Indeed, there was a period of hundreds of years in many European countries when eg. a mother giving birth in a hospital had a significantly higher chance of either the baby, the mother or both dying, than if giving birth at home. The reason? Doctors wouldn't even so much as wash their hands before delivering a baby! They could literally be dissecting a rotting corpse, and then go deliver a baby with not so much as washing their hands.

It took an incredible amount of time before doctors started making the connection between filth and disease, and how hygiene significantly reduced infection and disease. It took even longer for the medical community at large to accept that fact.

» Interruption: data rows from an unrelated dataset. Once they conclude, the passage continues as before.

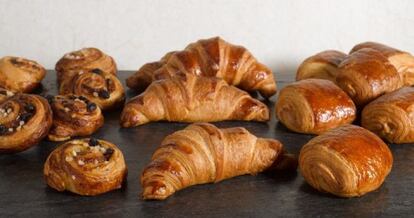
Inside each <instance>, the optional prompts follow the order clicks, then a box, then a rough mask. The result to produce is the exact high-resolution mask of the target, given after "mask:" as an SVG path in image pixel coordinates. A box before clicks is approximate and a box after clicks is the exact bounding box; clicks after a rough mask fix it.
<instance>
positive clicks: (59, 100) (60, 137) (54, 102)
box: [48, 95, 104, 141]
mask: <svg viewBox="0 0 414 218" xmlns="http://www.w3.org/2000/svg"><path fill="white" fill-rule="evenodd" d="M48 100H49V103H50V105H51V107H52V110H53V125H52V129H51V130H50V131H49V135H48V138H49V139H50V140H52V141H64V140H68V139H70V138H71V137H73V136H88V135H91V134H92V133H94V132H95V131H96V130H98V129H99V128H100V127H101V126H102V125H103V122H104V117H103V115H102V112H101V109H100V108H99V107H98V106H97V105H96V104H95V103H93V102H91V101H89V99H87V98H86V97H84V96H78V95H58V96H55V97H53V96H50V97H49V98H48Z"/></svg>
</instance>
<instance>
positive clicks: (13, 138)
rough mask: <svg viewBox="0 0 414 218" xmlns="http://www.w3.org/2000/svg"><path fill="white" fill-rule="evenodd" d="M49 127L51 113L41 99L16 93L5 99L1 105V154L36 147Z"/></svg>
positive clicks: (43, 135)
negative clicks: (16, 93)
mask: <svg viewBox="0 0 414 218" xmlns="http://www.w3.org/2000/svg"><path fill="white" fill-rule="evenodd" d="M6 95H7V94H6ZM51 126H52V110H51V109H50V106H49V104H48V103H47V101H46V99H44V98H43V97H41V96H38V95H29V94H15V95H13V96H11V97H8V98H6V99H5V100H4V101H3V102H2V103H1V104H0V153H15V152H19V151H23V150H26V149H28V148H30V147H32V146H33V145H36V144H37V143H39V142H40V141H41V140H42V139H43V138H44V137H46V136H47V133H48V131H49V129H50V127H51Z"/></svg>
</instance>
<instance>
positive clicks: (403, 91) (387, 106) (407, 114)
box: [361, 87, 414, 143]
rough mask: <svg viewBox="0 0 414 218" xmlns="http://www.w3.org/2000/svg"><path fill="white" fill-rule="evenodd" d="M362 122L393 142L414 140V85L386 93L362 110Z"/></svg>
mask: <svg viewBox="0 0 414 218" xmlns="http://www.w3.org/2000/svg"><path fill="white" fill-rule="evenodd" d="M361 124H362V126H363V127H364V128H367V129H369V130H371V131H372V132H374V133H376V134H377V135H379V136H380V137H382V138H384V139H386V140H387V141H389V142H391V143H413V142H414V87H404V88H401V89H399V90H397V91H394V92H391V93H388V94H385V95H383V96H381V97H379V98H377V99H375V100H374V101H372V102H371V103H369V104H368V105H367V106H365V108H364V110H363V111H362V118H361Z"/></svg>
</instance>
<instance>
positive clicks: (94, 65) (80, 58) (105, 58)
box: [55, 48, 117, 83]
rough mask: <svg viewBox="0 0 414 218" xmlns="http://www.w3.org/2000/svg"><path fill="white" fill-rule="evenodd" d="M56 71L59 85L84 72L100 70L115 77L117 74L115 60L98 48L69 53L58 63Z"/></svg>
mask: <svg viewBox="0 0 414 218" xmlns="http://www.w3.org/2000/svg"><path fill="white" fill-rule="evenodd" d="M55 69H56V72H57V78H58V82H59V83H61V82H62V80H63V79H65V78H72V77H73V76H75V75H76V74H78V73H79V71H82V70H93V69H100V70H101V71H104V72H107V73H111V74H113V75H116V72H117V68H116V63H115V61H114V59H113V58H112V57H111V56H109V55H107V54H105V53H103V52H102V51H101V50H99V49H97V48H83V49H81V50H77V51H73V52H70V53H67V54H65V55H64V56H63V57H62V58H61V59H60V60H59V61H58V62H57V63H56V67H55Z"/></svg>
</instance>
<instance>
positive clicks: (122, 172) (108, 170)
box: [43, 138, 127, 195]
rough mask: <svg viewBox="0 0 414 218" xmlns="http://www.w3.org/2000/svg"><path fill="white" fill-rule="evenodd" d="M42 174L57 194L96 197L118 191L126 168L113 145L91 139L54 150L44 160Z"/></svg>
mask: <svg viewBox="0 0 414 218" xmlns="http://www.w3.org/2000/svg"><path fill="white" fill-rule="evenodd" d="M43 174H44V176H45V180H46V183H47V184H48V185H49V186H50V187H52V188H53V189H56V190H57V191H65V190H67V191H70V192H73V193H76V194H79V195H98V194H102V193H105V192H108V191H111V190H115V189H119V188H121V186H122V183H123V182H124V180H125V178H126V175H127V168H126V165H125V160H124V156H123V155H122V152H121V151H120V150H119V149H118V148H117V147H116V146H115V145H114V144H112V143H110V142H107V141H104V140H96V139H93V138H91V139H80V140H72V141H69V142H66V143H64V144H62V145H60V146H59V147H57V148H56V149H55V150H54V151H53V152H52V153H51V154H50V155H49V157H48V158H47V160H46V163H45V166H44V170H43Z"/></svg>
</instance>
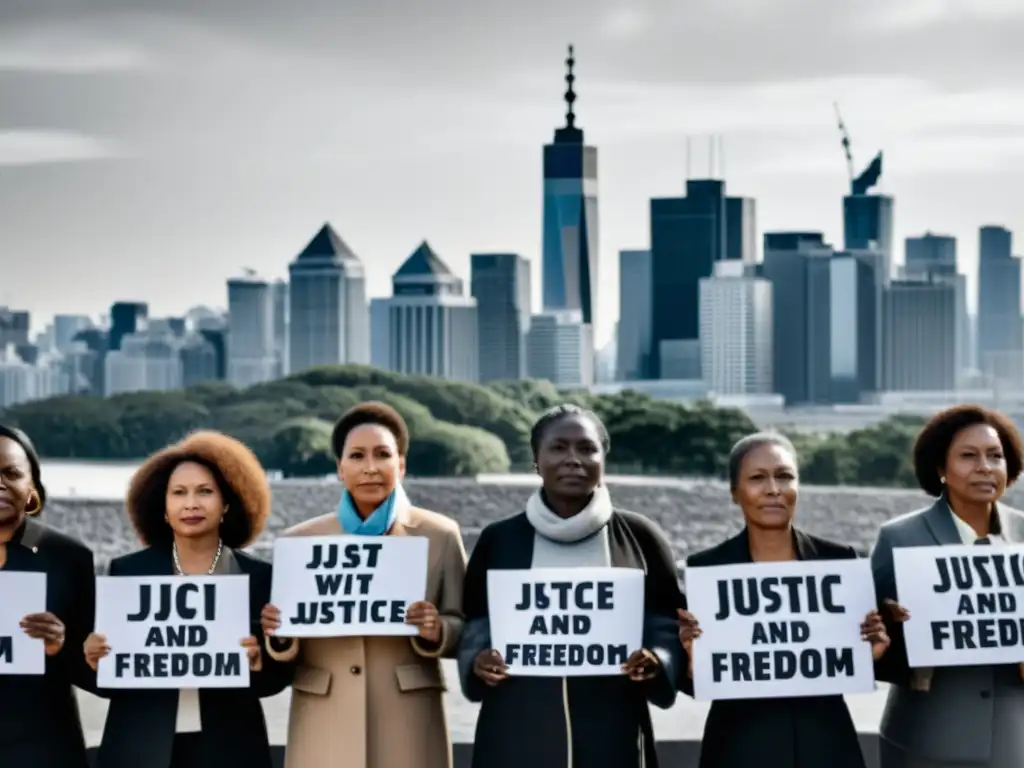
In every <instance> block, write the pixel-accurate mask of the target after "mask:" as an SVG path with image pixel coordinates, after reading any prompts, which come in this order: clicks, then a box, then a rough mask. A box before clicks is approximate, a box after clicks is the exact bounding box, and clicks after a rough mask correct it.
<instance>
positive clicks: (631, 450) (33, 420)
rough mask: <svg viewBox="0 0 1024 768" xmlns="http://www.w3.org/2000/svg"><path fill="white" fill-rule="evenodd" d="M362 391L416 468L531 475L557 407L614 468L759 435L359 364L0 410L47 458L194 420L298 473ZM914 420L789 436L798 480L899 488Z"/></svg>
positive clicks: (911, 479)
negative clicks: (408, 441) (437, 378)
mask: <svg viewBox="0 0 1024 768" xmlns="http://www.w3.org/2000/svg"><path fill="white" fill-rule="evenodd" d="M370 399H375V400H383V401H385V402H388V403H390V404H391V406H392V407H393V408H394V409H395V410H396V411H398V412H399V413H400V414H401V415H402V417H403V418H404V419H406V421H407V423H408V424H409V428H410V432H411V435H412V444H411V447H410V456H409V458H408V465H409V472H410V474H412V475H416V476H421V477H423V476H468V475H475V474H479V473H492V472H493V473H503V472H509V471H529V467H530V465H531V456H530V449H529V430H530V427H531V426H532V424H534V422H535V421H536V420H537V418H538V417H539V416H540V414H541V413H543V411H544V410H546V409H548V408H550V407H552V406H555V404H558V403H560V402H574V403H577V404H580V406H582V407H585V408H589V409H591V410H593V411H594V412H595V413H596V414H597V415H598V416H599V417H600V418H601V419H602V420H603V421H604V423H605V425H606V426H607V428H608V432H609V434H610V436H611V453H610V454H609V456H608V470H609V472H615V473H635V474H664V475H676V476H699V477H721V476H724V472H725V466H726V459H727V457H728V453H729V449H730V447H731V446H732V444H733V443H734V442H735V441H736V440H737V439H739V438H740V437H742V436H743V435H745V434H749V433H751V432H754V431H756V430H757V427H756V426H755V424H754V423H753V422H752V421H751V420H750V418H749V417H748V416H746V415H745V414H744V413H743V412H741V411H739V410H736V409H726V408H715V407H714V406H712V404H711V403H709V402H697V403H694V404H692V406H689V407H685V406H682V404H680V403H675V402H668V401H665V400H655V399H652V398H651V397H649V396H647V395H643V394H640V393H637V392H633V391H624V392H620V393H617V394H613V395H593V394H590V393H588V392H572V391H569V392H566V391H559V390H558V389H557V388H555V387H554V386H553V385H552V384H551V383H550V382H546V381H532V380H523V381H510V382H499V383H495V384H490V385H479V384H468V383H461V382H450V381H442V380H438V379H432V378H426V377H418V376H403V375H400V374H394V373H391V372H387V371H380V370H376V369H372V368H368V367H364V366H332V367H324V368H316V369H311V370H309V371H305V372H302V373H300V374H296V375H294V376H291V377H288V378H286V379H281V380H279V381H274V382H269V383H265V384H257V385H255V386H252V387H249V388H246V389H237V388H234V387H232V386H231V385H229V384H227V383H225V382H207V383H204V384H201V385H199V386H195V387H190V388H188V389H183V390H175V391H169V392H152V391H151V392H135V393H129V394H120V395H115V396H112V397H105V398H103V397H94V396H81V395H76V396H63V397H54V398H50V399H45V400H34V401H31V402H27V403H23V404H19V406H15V407H13V408H10V409H8V410H6V411H4V412H2V413H0V421H2V422H3V423H5V424H9V425H11V426H18V427H20V428H22V429H24V430H25V431H26V432H28V433H29V434H30V435H31V436H32V438H33V440H35V442H36V444H37V447H38V449H39V451H40V453H41V454H42V455H43V456H45V457H47V458H50V459H90V460H96V459H100V460H134V459H139V458H141V457H144V456H147V455H150V454H151V453H153V452H154V451H157V450H159V449H161V447H163V446H164V445H166V444H168V443H170V442H173V441H175V440H177V439H179V438H180V437H182V436H183V435H185V434H187V433H188V432H189V431H193V430H195V429H201V428H207V429H217V430H220V431H223V432H226V433H227V434H230V435H233V436H234V437H238V438H239V439H241V440H243V441H244V442H246V443H247V444H248V445H250V447H252V449H253V451H254V452H255V453H256V454H257V456H259V458H260V460H261V461H262V462H263V464H264V466H266V467H267V468H269V469H276V470H280V471H281V472H283V473H284V474H285V476H289V477H302V476H314V475H324V474H328V473H331V472H333V471H334V461H333V459H332V457H331V455H330V436H331V429H332V427H333V424H334V422H335V420H336V419H337V418H338V417H339V416H340V415H341V414H342V413H344V412H345V411H346V410H347V409H349V408H351V407H352V406H354V404H355V403H357V402H361V401H365V400H370ZM920 428H921V420H916V419H910V418H906V417H897V418H894V419H890V420H889V421H886V422H883V423H882V424H879V425H877V426H873V427H869V428H865V429H859V430H856V431H854V432H851V433H846V434H843V435H805V434H791V435H790V437H791V438H792V439H793V440H794V443H795V444H796V446H797V449H798V453H799V454H800V460H801V473H802V477H803V479H804V481H805V482H812V483H820V484H848V485H889V486H909V485H912V484H913V471H912V467H911V465H910V447H911V445H912V442H913V438H914V436H915V434H916V432H918V430H919V429H920Z"/></svg>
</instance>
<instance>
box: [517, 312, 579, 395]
mask: <svg viewBox="0 0 1024 768" xmlns="http://www.w3.org/2000/svg"><path fill="white" fill-rule="evenodd" d="M526 356H527V364H526V371H527V375H528V376H529V378H530V379H542V380H546V381H550V382H551V383H552V384H554V385H555V386H557V387H563V388H577V387H589V386H591V385H592V384H593V383H594V362H595V359H594V336H593V331H592V330H591V326H590V324H588V323H584V322H583V313H582V312H580V311H578V310H572V309H567V310H563V311H560V312H542V313H541V314H535V315H534V316H532V318H531V319H530V324H529V333H528V334H527V335H526Z"/></svg>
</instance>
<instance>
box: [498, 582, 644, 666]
mask: <svg viewBox="0 0 1024 768" xmlns="http://www.w3.org/2000/svg"><path fill="white" fill-rule="evenodd" d="M487 601H488V604H489V614H490V615H489V620H490V643H492V645H493V646H494V647H495V649H497V650H498V651H499V652H500V653H501V654H502V658H504V659H505V664H506V665H508V668H509V674H510V675H520V676H523V677H582V676H590V675H622V674H623V670H622V667H623V665H624V664H626V659H627V658H629V657H630V654H631V653H633V651H635V650H639V649H640V648H641V647H642V642H643V610H644V573H643V571H642V570H638V569H636V568H529V569H521V570H488V571H487Z"/></svg>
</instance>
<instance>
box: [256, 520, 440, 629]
mask: <svg viewBox="0 0 1024 768" xmlns="http://www.w3.org/2000/svg"><path fill="white" fill-rule="evenodd" d="M428 552H429V542H428V541H427V539H426V538H425V537H422V536H358V537H356V536H309V537H298V536H297V537H283V538H281V539H279V540H278V541H275V542H274V544H273V585H272V587H271V590H270V594H271V597H270V601H271V602H272V603H273V604H274V605H275V606H276V607H278V608H279V609H280V610H281V629H280V630H278V635H280V636H281V637H299V638H302V637H369V636H383V635H403V636H414V635H417V634H419V628H417V627H415V626H413V625H410V624H406V609H407V608H408V607H409V606H410V605H411V604H413V603H415V602H418V601H420V600H423V599H424V597H425V596H426V593H427V555H428Z"/></svg>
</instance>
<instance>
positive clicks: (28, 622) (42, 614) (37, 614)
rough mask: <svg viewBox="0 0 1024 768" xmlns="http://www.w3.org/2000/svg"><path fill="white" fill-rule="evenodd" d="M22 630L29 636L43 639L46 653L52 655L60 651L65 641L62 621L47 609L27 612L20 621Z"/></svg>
mask: <svg viewBox="0 0 1024 768" xmlns="http://www.w3.org/2000/svg"><path fill="white" fill-rule="evenodd" d="M20 627H22V631H23V632H25V634H26V635H28V636H29V637H32V638H35V639H37V640H42V641H43V647H44V648H45V650H46V655H48V656H53V655H56V654H57V653H59V652H60V649H61V648H62V647H63V641H65V627H63V622H61V621H60V620H59V618H57V617H56V616H55V615H53V614H52V613H50V612H49V611H47V612H45V613H29V615H27V616H26V617H25V618H23V620H22V622H20Z"/></svg>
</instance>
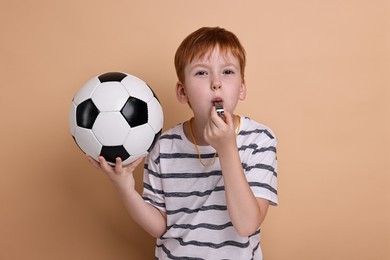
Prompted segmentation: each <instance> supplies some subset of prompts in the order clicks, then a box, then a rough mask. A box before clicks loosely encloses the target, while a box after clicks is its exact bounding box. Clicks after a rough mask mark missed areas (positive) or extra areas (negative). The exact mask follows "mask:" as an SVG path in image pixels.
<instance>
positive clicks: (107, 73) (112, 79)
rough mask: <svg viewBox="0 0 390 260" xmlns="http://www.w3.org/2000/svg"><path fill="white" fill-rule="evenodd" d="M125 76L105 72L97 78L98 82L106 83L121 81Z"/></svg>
mask: <svg viewBox="0 0 390 260" xmlns="http://www.w3.org/2000/svg"><path fill="white" fill-rule="evenodd" d="M126 76H127V75H126V74H124V73H122V72H107V73H104V74H102V75H100V76H99V77H98V79H99V80H100V82H102V83H103V82H108V81H118V82H120V81H122V79H124V78H125V77H126Z"/></svg>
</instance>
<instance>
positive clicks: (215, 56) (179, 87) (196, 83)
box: [176, 47, 246, 119]
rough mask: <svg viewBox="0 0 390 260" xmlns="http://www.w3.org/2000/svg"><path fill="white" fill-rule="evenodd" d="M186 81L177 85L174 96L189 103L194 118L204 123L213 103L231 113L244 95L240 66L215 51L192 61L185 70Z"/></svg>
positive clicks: (215, 48) (179, 81) (227, 54)
mask: <svg viewBox="0 0 390 260" xmlns="http://www.w3.org/2000/svg"><path fill="white" fill-rule="evenodd" d="M184 75H185V80H184V82H180V81H179V82H178V83H177V86H176V94H177V97H178V99H179V101H180V102H181V103H188V104H189V105H190V107H191V109H192V110H193V112H194V115H195V116H196V117H202V118H205V119H207V118H208V117H209V115H210V110H211V108H212V107H213V106H214V104H215V102H221V103H222V105H223V107H224V109H225V110H226V111H229V112H230V113H233V112H234V109H235V108H236V105H237V103H238V101H239V100H244V99H245V95H246V86H245V82H244V81H243V80H242V76H241V71H240V63H239V61H238V59H237V58H235V57H234V56H233V55H232V54H231V53H230V52H227V53H226V55H224V53H222V52H220V49H219V48H218V47H216V48H214V49H213V50H212V51H211V53H210V54H206V55H204V57H202V58H201V59H194V60H193V61H192V62H191V63H189V64H188V65H187V66H186V67H185V69H184Z"/></svg>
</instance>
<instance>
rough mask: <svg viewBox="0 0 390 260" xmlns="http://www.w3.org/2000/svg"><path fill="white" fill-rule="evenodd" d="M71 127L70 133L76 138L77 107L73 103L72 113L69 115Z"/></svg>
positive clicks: (70, 128) (72, 104) (69, 118)
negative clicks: (75, 131)
mask: <svg viewBox="0 0 390 260" xmlns="http://www.w3.org/2000/svg"><path fill="white" fill-rule="evenodd" d="M69 127H70V132H71V134H72V135H73V136H74V132H75V131H76V128H77V122H76V105H75V104H74V103H73V102H72V104H70V113H69Z"/></svg>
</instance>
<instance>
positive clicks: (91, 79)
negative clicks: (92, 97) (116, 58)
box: [74, 77, 100, 106]
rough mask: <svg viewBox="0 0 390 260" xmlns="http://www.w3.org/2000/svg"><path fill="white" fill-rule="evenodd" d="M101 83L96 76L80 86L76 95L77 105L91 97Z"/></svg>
mask: <svg viewBox="0 0 390 260" xmlns="http://www.w3.org/2000/svg"><path fill="white" fill-rule="evenodd" d="M99 84H100V81H99V79H98V78H96V77H94V78H92V79H90V80H88V81H87V83H85V84H84V85H83V87H82V88H80V90H79V91H78V92H77V93H76V95H75V96H74V103H75V104H76V106H77V105H79V104H80V103H81V102H83V101H85V100H87V99H89V98H91V97H92V94H93V92H94V91H95V89H96V87H97V86H98V85H99Z"/></svg>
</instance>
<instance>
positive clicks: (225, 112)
mask: <svg viewBox="0 0 390 260" xmlns="http://www.w3.org/2000/svg"><path fill="white" fill-rule="evenodd" d="M224 114H225V122H226V124H227V125H228V126H231V127H233V126H234V122H233V117H232V114H230V113H229V112H228V111H225V113H224Z"/></svg>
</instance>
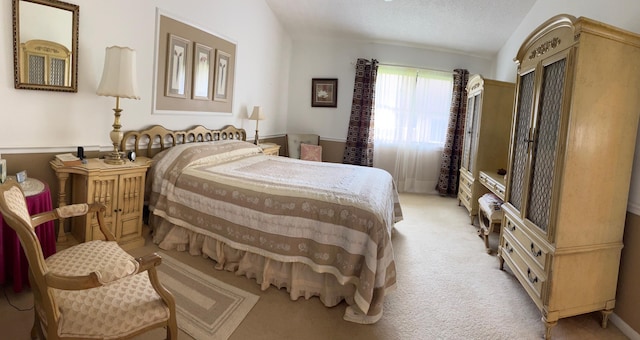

You don't need to know anything about germ theory in order to make that connection. Yet, for literally millenia they just didn't. It's just incredible. 

Nowadays we know extremely well what causes contagious disease and how important hygiene is to reduce the risks (so much so that surgeons go through an extreme "cleansing ritual" before every single surgery, where they make extra sure to wash out every single pathogen from themselves.)

This has reduced the amount of plagues substantially. Essentially, about the only epidemics and pandemics that happen anymore are the ones where hygiene cannot stop them from spreading (such as viral infections that spread through aerosols, for example influenza.)

How we did not figure this out already a thousand years ago, I have no idea.